Looked like no more than skin atop bone it did. More like the claw of a big bird
than anything else I reckon. Oh, then I looked at his face, or where a face
should be on regular folk. The streetlamp was shining straight down on us and
with his hat and all makin a shadow, I couldn't see no great detail at all at
first, but what I did see froze my breath in my chest and give me those
drenaline shakes in my legs. Now I been through the end of Korea and even saw
most of the Nam, but nothing I ever saw scared me like this here did. His face
was like what you hoped was not in the closet or under the bed when you was a
little kid, but this wasn't in no closet or under no bed. This was standing
right smack in front of me.

He didn't have no face, or not a face like any man... or any animal neither that
I've ever heard told of. Not any animal I've seen pictures of neither, unless
maybe your talking 'bout those animals that live real far under the ocean that
never see the light and pop when you bring them up. And it wasn't like he had
his face shot off like some a the guys in the war. No, what he had was unnatural
enough, but it looked like he growed up with it. His eyes were the strangest
part. I'm sure they were his eyes cause I could just tell they were lookin
right at me, they seemed to be lookin right into me. They were big round moist
eyes and they met, one to another in the middle like a pair of those wrap-around
sunglasses and they were dark and they seemed to move strangely, rippling like
they were full of some thick and eerily thoughtful liquid. It was real hard to
look at anything else once I had seen those eyes. There was a hunger in there. I
felt like they were almost talking to me, that if I could just understand what
they were saying, what each undulation across their wet black surface meant,
that everything would be alright. I would be safe.

He had released my arm. When? I don't know. I don't know how long I stood there
looking into his eyes, but it seemed like hours. I do know that when I realized
this, I also saw that he was already back reaching into the old Chevy's trunk
while I just stood there, still about twenty feet from the car where I'd been. I
just stood there watching as he pulled a large stuffed Navy sea-bag from the
trunk and hefted it in one hand, closing the trunk with the other. I suddenly
knew what was in that bag that he handled so easily. I couldn't explain how if
you asked, but I just knew, like I know my own Ellie's name, that it was a body.
He didn't look at me again, but crossed the street into his driveway and
disappeared into the shadows of the trees around the place.
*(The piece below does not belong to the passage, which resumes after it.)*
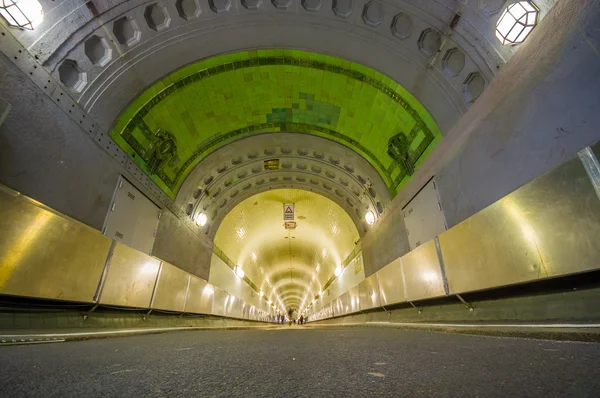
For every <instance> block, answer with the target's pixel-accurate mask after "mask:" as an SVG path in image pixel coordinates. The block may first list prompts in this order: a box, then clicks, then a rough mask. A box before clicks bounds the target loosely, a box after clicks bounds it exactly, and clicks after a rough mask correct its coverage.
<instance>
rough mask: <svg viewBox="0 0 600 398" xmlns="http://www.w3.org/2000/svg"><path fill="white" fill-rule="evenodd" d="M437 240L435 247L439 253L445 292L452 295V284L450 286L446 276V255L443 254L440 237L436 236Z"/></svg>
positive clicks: (442, 276)
mask: <svg viewBox="0 0 600 398" xmlns="http://www.w3.org/2000/svg"><path fill="white" fill-rule="evenodd" d="M434 240H435V249H436V251H437V253H438V261H439V263H440V271H441V273H442V282H443V283H444V292H445V293H446V297H448V296H449V295H450V286H448V278H447V277H446V266H445V265H444V256H443V255H442V247H441V246H440V238H439V237H438V236H436V237H435V238H434Z"/></svg>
By the time I got back to the front door of this house, I was shaking so bad I
couldn't scarcely walk. Lucky thing Ellie goes up to bed to read after she
cleans up the dinner mess, so I didn't have to worry about her askin after
Ginger right away. Besides, Ginger was right outside the back door waitin when I
checked, right as rain.

Now, I haven't told Ellie about this. I haven't told anyone at all. I'm tellin
you because I need someone to know, just in case something happens to me, so
that you can see after Ellie. That stranger never spoke a single word to me, if
he is even capable of such a thing at all, but he made it crystal clear to me, I
don't know how, I just somehow know that I am safe for now. For now. The way he
sees it, I didn't get in his way and I didn't take him from his feeding. So, for
now I am safe.
Ginger will just have to go out herself from now on after dinner.